Specifically, the cancer cells prepared and cultured in the same manner as in Example 1 were treated with 10 nM MitoTracker Deep Red (Invitrogen, M22426), cultured at 37 ° C for 15 minutes, washed with PBS, and washed with 30 μM CQ ) Or 5 uM CsA (cyclosporine A, mitophagy inhibitor) was treated for 3 hours and the amount of MitoTracker Deep Red changed after 6, 20 hours of treatment with CCCP (carbonyl cyanide m-chlorophenyl hydrazine) , And the measurement was performed using FACScan.

The mitochondrial membrane potential, which is decreased during mitophagy induction, was measured by FACScan using MitoTracker Deep Red.
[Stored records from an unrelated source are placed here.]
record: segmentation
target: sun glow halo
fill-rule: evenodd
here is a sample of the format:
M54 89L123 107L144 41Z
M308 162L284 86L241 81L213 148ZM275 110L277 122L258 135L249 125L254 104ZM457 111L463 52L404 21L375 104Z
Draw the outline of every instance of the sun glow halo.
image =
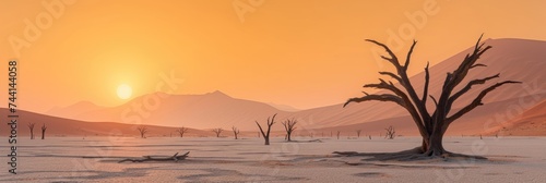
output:
M127 84L121 84L118 86L118 97L120 99L128 99L131 97L133 90L131 88L131 86L127 85Z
In this case, MitoTracker Deep Red when the lysosome inhibitor and mitophagy inhibitor were present compared with the absence of the lysosome inhibitor and mitophagy inhibitor The ratio of the measured value of red was normalized by control to confirm the increase or decrease of mitophagy flux.

As a result, as shown in Fig. 16, the mitophagy flux was increased only in the p53 wild-type (HN30) cell line after irradiation, and in the p53 non-existing (UMSCC1) cell line, a significant change in the mitophagy flux Not observed.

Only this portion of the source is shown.